Thursday, June 23, 2005

yeah, no laundry after all...

I should go to the laundry. No, there's no emergency. What I meant is, it's one in the morning and I don't feel like doing anything. So I probably should go to the laundry. Except I won't of course.

These past weeks have been busy. It feels good to be working on several projects at the same time again, even if they are just temporary.

So this company producing
documentaries went to Europe to take the temperature regarding anti-American feelings over there. They went to France too. They even spent a full day at Canal Plus with Les Guignols de l'Info. From the writing to the late afternoon rehearsal and finally the show live, they've seen it all.

If you know at least the minimum about France, then you know what this show is and why I was so excited when they took me and Sara to transcribe what all those French people are saying on the tapes before they have it translated.

I've been doing that during daytime in the past week. And at night, I was working on translating another documentary (for another prod. company) awfully written and full of mistakes. To crown it all it was on the history of the Catholic popes. Really, the style was like sheer Christian propaganda. And working at the restaurant on weekends, of course. It sounds like I must be making a lot of dough. Actually, I don't. Restaurant pays a little but it's only weekends. The other jobs, I do them because I prefer that to waitering, even if it pays less.

The other documentary, the one on Les Guignols, their office is in Times Square. Since they are behind of schedule, I often stay late at night, when everybody's gone. The office is in an old building. A kind of loft on the 20 something floor. If it was only depending on me, I would only work in offices at night. When everybody's gone and the phones are silent and the city sparkles below.

The other night, I had a life-is-good flash. They haven't been that much of them these past months because life has rather showed be what a filthy bitch she can be too. That night, after everybody left, I turned off the lights I didn't need and took a Lexomil. By the time I felt the familiar warmth runs through my body the night was slowly coming and the sky was only beautiful layers of red and pink and blue and violet.
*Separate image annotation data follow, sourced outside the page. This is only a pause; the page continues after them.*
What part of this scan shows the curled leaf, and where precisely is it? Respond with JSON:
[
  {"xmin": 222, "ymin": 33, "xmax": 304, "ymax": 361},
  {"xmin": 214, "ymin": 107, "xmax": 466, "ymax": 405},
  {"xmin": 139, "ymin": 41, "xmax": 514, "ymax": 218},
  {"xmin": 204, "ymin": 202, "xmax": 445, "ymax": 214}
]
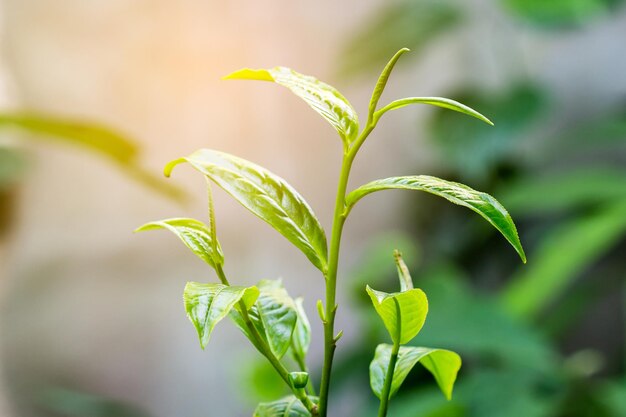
[
  {"xmin": 165, "ymin": 149, "xmax": 327, "ymax": 272},
  {"xmin": 135, "ymin": 218, "xmax": 224, "ymax": 268},
  {"xmin": 224, "ymin": 67, "xmax": 359, "ymax": 145},
  {"xmin": 370, "ymin": 344, "xmax": 461, "ymax": 400}
]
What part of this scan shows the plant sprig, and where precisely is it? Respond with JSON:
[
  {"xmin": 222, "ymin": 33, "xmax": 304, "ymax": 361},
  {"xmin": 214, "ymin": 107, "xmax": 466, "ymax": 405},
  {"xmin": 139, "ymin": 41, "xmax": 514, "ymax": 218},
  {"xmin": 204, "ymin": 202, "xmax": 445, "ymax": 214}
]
[{"xmin": 138, "ymin": 48, "xmax": 526, "ymax": 417}]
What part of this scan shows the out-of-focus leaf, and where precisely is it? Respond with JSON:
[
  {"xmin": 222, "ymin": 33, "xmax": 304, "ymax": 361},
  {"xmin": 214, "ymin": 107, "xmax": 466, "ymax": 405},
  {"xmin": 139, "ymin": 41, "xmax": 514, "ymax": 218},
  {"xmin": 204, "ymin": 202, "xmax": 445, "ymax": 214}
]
[
  {"xmin": 37, "ymin": 387, "xmax": 149, "ymax": 417},
  {"xmin": 366, "ymin": 286, "xmax": 428, "ymax": 344},
  {"xmin": 410, "ymin": 262, "xmax": 558, "ymax": 373},
  {"xmin": 0, "ymin": 147, "xmax": 26, "ymax": 191},
  {"xmin": 183, "ymin": 282, "xmax": 259, "ymax": 349},
  {"xmin": 0, "ymin": 113, "xmax": 185, "ymax": 201},
  {"xmin": 503, "ymin": 0, "xmax": 622, "ymax": 29},
  {"xmin": 0, "ymin": 113, "xmax": 138, "ymax": 163},
  {"xmin": 498, "ymin": 168, "xmax": 626, "ymax": 215},
  {"xmin": 346, "ymin": 175, "xmax": 526, "ymax": 262},
  {"xmin": 367, "ymin": 48, "xmax": 409, "ymax": 123},
  {"xmin": 370, "ymin": 344, "xmax": 461, "ymax": 400},
  {"xmin": 374, "ymin": 97, "xmax": 493, "ymax": 126},
  {"xmin": 429, "ymin": 84, "xmax": 546, "ymax": 179},
  {"xmin": 292, "ymin": 297, "xmax": 311, "ymax": 360},
  {"xmin": 165, "ymin": 149, "xmax": 327, "ymax": 272},
  {"xmin": 254, "ymin": 396, "xmax": 318, "ymax": 417},
  {"xmin": 231, "ymin": 280, "xmax": 298, "ymax": 359},
  {"xmin": 224, "ymin": 67, "xmax": 359, "ymax": 146},
  {"xmin": 235, "ymin": 355, "xmax": 290, "ymax": 406},
  {"xmin": 135, "ymin": 218, "xmax": 224, "ymax": 268},
  {"xmin": 502, "ymin": 201, "xmax": 626, "ymax": 318},
  {"xmin": 339, "ymin": 0, "xmax": 462, "ymax": 78}
]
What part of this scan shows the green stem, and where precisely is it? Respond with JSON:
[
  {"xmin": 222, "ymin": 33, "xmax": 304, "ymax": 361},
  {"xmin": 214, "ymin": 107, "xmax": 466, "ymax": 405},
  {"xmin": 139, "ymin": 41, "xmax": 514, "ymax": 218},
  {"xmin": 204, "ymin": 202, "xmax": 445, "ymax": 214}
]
[
  {"xmin": 215, "ymin": 264, "xmax": 318, "ymax": 417},
  {"xmin": 378, "ymin": 340, "xmax": 400, "ymax": 417},
  {"xmin": 319, "ymin": 124, "xmax": 374, "ymax": 417}
]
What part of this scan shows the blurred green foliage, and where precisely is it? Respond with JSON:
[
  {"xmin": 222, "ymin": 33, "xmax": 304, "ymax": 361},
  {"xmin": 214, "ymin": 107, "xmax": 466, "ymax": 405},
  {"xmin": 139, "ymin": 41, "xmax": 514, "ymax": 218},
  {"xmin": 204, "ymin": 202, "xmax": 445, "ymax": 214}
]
[{"xmin": 337, "ymin": 0, "xmax": 626, "ymax": 417}]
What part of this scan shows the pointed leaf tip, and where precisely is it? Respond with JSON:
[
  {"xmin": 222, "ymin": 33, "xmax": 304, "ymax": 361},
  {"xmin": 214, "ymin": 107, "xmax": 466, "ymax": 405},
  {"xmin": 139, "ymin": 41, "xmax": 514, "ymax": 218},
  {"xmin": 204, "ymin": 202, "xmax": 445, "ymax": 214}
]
[{"xmin": 224, "ymin": 67, "xmax": 359, "ymax": 146}]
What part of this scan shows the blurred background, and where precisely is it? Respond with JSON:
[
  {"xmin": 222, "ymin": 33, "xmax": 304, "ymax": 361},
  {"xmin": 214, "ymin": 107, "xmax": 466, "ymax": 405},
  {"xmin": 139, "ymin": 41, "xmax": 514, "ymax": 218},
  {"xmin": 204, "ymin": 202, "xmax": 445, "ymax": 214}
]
[{"xmin": 0, "ymin": 0, "xmax": 626, "ymax": 417}]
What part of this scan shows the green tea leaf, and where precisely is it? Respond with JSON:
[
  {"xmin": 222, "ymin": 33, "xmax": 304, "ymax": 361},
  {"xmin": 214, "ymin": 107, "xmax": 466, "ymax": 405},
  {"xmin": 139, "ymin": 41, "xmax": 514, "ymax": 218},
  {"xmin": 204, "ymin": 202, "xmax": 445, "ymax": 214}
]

But sitting there alone in that office overlooking the glittering city, the cool air coming in from the open windows and bringing along the roar of the city -- the fire trucks sirens and the pointless honking and the echoes of announcements in nearby Port Authority -- being paid by the hour to watch the only French show worth watching and laughing my ass off, for a little while everything was fine and nothing mattered.

Nothing is real, everything is permitted.